Landing in Korea I was first struck by how massive everything is: Skyscrappers, the buildings seem to go up and up, I felt like I would get lost if I kept staring up at them too much, that familiar pang of vertigo though
I knew my feet were safely on the ground.
The second thing was how Hongdae, an area close to our school where many of us live, transforms from night to day.
At night fall, the area explodes with color, people, live music performances (sometimes even connected to a protest), and truly turns to a party district. During the day, Hongdae is a youthful area to go shopping in, with students milling about during breaks contributing to making it feel a bit like a college town.
Just two stations away from Hongdae is Ewha Womans University, and some streets from that is aSSIST, our school for this semester.

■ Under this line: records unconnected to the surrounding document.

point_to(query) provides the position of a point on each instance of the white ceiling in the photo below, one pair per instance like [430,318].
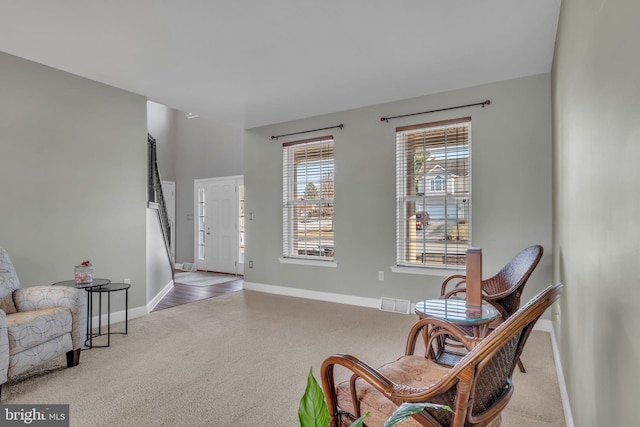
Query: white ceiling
[255,62]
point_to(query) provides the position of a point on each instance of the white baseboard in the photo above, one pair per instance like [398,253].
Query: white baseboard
[119,316]
[152,304]
[541,325]
[316,295]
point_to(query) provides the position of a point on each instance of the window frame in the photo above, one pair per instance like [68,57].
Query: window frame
[323,173]
[449,198]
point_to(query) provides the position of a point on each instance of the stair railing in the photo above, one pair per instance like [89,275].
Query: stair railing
[155,196]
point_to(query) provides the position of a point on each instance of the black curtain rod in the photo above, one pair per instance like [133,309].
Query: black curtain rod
[386,119]
[307,131]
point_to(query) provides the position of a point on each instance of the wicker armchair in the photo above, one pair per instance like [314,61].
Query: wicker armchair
[504,289]
[478,388]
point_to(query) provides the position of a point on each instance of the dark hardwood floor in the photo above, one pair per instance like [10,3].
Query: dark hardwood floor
[183,294]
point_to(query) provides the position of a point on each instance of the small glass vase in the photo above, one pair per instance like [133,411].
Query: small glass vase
[83,274]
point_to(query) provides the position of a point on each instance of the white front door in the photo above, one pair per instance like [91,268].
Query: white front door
[217,227]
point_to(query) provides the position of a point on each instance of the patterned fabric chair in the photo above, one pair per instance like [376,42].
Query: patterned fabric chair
[38,323]
[478,388]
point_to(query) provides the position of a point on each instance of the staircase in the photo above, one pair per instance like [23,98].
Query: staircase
[156,198]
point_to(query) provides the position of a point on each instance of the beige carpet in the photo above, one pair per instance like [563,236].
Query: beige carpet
[242,359]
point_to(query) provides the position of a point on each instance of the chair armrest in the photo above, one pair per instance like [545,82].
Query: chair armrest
[379,381]
[435,328]
[43,297]
[4,348]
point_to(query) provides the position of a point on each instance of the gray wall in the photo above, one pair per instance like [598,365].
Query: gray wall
[511,149]
[72,176]
[596,110]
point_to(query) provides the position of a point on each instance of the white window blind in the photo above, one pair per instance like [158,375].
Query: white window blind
[308,208]
[433,192]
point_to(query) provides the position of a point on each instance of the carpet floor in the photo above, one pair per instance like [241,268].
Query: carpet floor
[242,359]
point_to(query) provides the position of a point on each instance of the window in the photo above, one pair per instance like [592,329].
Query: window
[308,170]
[433,168]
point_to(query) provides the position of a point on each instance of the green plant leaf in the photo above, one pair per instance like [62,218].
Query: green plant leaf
[360,421]
[313,411]
[405,410]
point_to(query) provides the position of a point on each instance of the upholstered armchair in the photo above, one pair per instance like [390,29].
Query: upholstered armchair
[37,323]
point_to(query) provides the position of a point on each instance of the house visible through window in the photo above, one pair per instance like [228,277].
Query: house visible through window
[308,170]
[433,193]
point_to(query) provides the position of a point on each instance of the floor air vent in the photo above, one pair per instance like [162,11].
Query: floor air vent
[395,305]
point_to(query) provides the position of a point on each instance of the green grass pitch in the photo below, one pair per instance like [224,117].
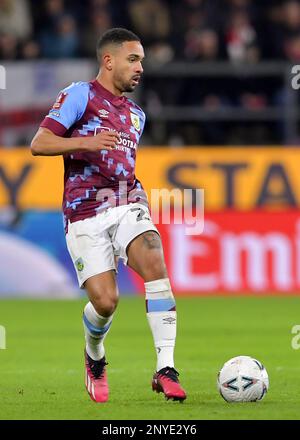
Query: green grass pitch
[41,370]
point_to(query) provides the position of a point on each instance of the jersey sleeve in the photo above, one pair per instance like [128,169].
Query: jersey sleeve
[68,108]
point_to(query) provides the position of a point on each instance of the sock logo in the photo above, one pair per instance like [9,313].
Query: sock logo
[169,320]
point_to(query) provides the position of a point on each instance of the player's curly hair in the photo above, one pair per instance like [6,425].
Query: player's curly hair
[114,36]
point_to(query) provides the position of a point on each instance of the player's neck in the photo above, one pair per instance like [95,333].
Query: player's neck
[108,85]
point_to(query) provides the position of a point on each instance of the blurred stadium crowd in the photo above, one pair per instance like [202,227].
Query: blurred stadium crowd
[202,30]
[234,32]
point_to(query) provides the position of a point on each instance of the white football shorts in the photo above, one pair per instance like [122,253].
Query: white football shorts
[93,243]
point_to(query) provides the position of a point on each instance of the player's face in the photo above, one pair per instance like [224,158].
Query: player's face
[128,68]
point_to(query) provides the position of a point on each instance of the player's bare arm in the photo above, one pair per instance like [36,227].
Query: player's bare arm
[46,143]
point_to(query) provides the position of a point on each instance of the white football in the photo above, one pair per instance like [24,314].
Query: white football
[243,379]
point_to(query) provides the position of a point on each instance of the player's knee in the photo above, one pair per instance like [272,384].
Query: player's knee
[106,303]
[155,267]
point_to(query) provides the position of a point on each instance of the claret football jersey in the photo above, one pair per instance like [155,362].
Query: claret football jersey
[96,181]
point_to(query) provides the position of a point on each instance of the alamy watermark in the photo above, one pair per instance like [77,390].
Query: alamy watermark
[2,338]
[2,77]
[179,207]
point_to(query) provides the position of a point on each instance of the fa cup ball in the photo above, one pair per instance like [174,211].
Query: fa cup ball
[243,379]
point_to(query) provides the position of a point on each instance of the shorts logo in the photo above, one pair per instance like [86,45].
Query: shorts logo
[135,121]
[169,320]
[79,265]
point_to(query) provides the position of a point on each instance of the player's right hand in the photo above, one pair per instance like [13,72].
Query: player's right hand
[105,140]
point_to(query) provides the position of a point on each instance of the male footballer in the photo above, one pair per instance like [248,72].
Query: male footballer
[106,216]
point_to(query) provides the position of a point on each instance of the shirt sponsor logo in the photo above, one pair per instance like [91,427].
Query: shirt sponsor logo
[60,100]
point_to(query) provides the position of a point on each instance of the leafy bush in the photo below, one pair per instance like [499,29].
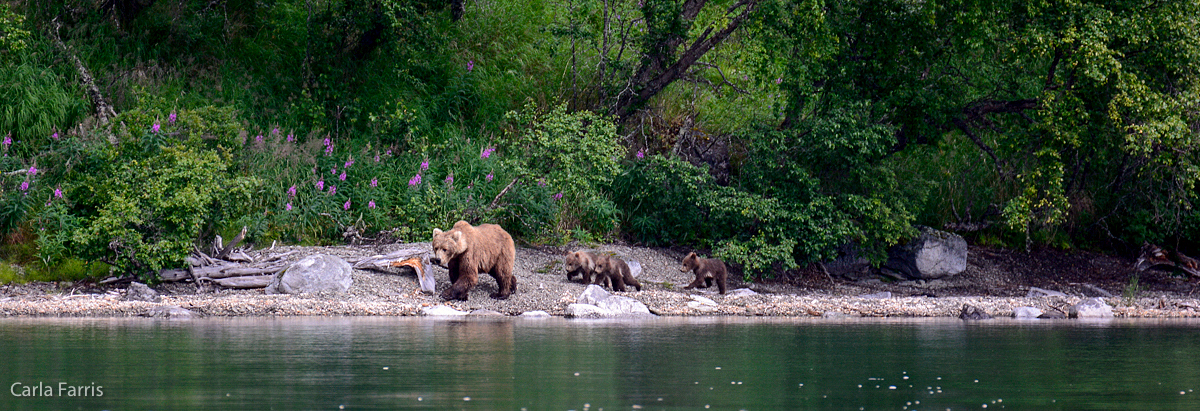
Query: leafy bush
[575,153]
[148,213]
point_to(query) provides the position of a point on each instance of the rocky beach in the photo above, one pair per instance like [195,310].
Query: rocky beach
[996,283]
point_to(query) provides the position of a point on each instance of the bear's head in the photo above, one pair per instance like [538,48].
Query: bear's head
[579,262]
[447,245]
[690,262]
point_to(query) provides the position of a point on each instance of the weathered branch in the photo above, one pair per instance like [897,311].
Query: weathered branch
[653,77]
[103,109]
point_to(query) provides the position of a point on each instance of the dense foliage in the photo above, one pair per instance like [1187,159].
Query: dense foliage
[768,132]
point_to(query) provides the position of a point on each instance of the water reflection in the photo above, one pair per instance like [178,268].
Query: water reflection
[562,364]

The first two weeks here, has been quite intense for all of us. The workload is considerably more taxing than at Macromedia, giving us our first taste of how remarkably focused and dedicated the Korean students are at a university. Presentations, one page summaries, and frequent readings are all part of the norm, which you can imagine was quite a new experience compared to Macromedia, where I don’t really recall getting homework after each class. But there is also a very big focus on group work, in almost all of the classes you will be divided up into groups, to do in-class and homework assignments.
The safety here in Seoul is really not overstated, as I experienced.

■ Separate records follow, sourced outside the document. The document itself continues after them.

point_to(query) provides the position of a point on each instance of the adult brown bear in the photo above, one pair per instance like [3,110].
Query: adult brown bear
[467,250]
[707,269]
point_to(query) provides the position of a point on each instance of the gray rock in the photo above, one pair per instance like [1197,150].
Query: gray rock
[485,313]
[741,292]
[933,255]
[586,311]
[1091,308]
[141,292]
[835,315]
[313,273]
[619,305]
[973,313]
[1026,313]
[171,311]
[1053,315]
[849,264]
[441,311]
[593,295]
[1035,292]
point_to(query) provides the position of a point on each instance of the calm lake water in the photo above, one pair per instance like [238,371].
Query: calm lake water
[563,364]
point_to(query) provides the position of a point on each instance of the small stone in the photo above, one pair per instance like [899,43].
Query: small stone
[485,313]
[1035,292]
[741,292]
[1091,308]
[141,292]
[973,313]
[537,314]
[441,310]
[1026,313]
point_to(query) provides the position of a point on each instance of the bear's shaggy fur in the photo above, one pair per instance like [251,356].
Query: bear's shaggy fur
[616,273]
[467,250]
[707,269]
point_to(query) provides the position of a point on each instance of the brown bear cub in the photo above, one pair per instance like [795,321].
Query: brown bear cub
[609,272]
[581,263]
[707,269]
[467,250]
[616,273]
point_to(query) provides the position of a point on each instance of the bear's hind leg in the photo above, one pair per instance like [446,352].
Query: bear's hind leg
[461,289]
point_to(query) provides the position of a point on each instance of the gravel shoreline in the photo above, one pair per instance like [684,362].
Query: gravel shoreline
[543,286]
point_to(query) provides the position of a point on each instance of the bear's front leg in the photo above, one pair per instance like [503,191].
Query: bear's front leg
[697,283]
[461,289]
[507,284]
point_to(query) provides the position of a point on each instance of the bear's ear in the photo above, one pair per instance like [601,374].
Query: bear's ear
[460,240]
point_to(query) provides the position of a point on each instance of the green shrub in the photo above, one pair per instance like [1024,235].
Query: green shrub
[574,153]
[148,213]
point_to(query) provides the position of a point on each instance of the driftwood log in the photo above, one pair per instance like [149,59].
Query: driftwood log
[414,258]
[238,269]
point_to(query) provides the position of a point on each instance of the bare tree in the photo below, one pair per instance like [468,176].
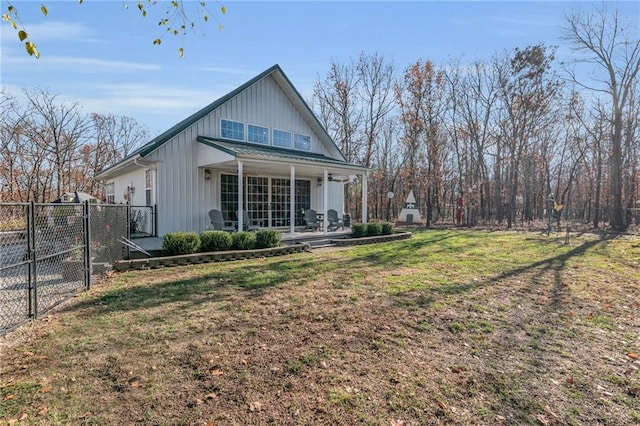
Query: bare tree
[609,44]
[59,129]
[377,77]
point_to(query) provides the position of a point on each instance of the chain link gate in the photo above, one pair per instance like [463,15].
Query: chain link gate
[50,252]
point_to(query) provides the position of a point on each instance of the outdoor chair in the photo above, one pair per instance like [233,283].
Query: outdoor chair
[218,223]
[311,220]
[249,224]
[333,221]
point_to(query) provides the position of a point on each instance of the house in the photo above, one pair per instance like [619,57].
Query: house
[262,131]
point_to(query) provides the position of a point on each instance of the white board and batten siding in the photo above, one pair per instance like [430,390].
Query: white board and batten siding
[183,195]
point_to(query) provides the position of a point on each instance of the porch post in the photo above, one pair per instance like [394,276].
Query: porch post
[364,198]
[240,196]
[325,201]
[292,197]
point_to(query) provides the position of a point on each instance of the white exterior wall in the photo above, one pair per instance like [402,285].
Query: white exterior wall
[335,200]
[134,179]
[184,197]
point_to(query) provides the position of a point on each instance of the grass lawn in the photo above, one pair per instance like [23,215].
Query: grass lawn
[449,327]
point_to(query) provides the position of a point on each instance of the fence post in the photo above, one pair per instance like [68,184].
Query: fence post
[87,244]
[155,220]
[32,295]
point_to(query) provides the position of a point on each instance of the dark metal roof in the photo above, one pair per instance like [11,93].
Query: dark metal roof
[173,131]
[254,150]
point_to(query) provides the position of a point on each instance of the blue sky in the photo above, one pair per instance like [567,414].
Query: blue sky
[101,55]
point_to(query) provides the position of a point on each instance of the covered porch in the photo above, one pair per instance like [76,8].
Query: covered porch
[277,186]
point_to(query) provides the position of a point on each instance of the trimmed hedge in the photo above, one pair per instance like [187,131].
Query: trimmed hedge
[215,241]
[175,243]
[267,238]
[387,228]
[359,230]
[243,240]
[374,229]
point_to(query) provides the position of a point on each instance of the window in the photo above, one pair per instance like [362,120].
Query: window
[258,134]
[232,130]
[148,179]
[303,142]
[110,192]
[281,139]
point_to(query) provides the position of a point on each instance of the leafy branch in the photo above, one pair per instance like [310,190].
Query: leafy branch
[177,20]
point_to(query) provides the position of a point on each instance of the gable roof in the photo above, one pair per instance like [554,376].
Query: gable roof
[246,150]
[281,79]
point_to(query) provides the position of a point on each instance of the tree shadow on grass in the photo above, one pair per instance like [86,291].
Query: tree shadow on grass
[541,267]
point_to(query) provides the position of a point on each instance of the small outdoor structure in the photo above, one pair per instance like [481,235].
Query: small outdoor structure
[410,214]
[259,149]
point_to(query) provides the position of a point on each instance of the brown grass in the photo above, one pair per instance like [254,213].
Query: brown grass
[446,328]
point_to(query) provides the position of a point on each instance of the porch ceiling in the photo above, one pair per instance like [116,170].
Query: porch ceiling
[268,160]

I left my laptop, bag, and wallet in a cafe in Hongdae, took a quick walk home to hang up my laundry and walked back around 25 minutes later to find everything just as I left it. The people here are sometimes even a bit too polite, though it is very nice to be pampered, in comparison to some infamous German customer service.
So when you’ve landed and stopped marveling over every little details
(like the lack of trash bins and how effective the subway system is),
it’s time to start exploring the city. There is no end to the different activities to experience, depending on what you enjoy, so to save space I’ll just list some of my personal favorites.
Myeong-dong is great for street food, but it gets quite crowded with tourists and is best enjoyed at night. In Ewha there are a lot of takeaway places with decent prices, and also great cafes at almost every corner.
Hongdae is in my opinion better at night, with lots of eating and drinking going on, you’ll find lots of Beer + Chicken restaurants, or KBBQ joints that are a great start for the evening. „Noraebangs“ (Korean Karaoke rooms) are all over the place and are definitely worth a visit.
If you’re more into sightseeing, Nami Island a place for lovers of nature and art. The Demilitarized Zone (I highly recommend the Joint Security Area, check it out) and for those of you who enjoy history and want to learn about the country, the „Korean War Memorial Museum“ is the right place. Nice pictures or for a general cool experience check out Yongma Land, an abandoned Theme park that’s been featured in music videos and many an Instagram picture.
But Korea is not only Seoul, and within the first weeks of landing before the school started, a lot of us took the opportunity to explore other great attractions this country has to offer. The Island of Jeju is especially popular, but we also have people going to Busan and Tokyo. South Korea is actually very well situated for travelling around Asia, or even to the American West Coast. And with flights to Japan currently being badly cheap due to the
ongoing trade war, well why ignore a good deal?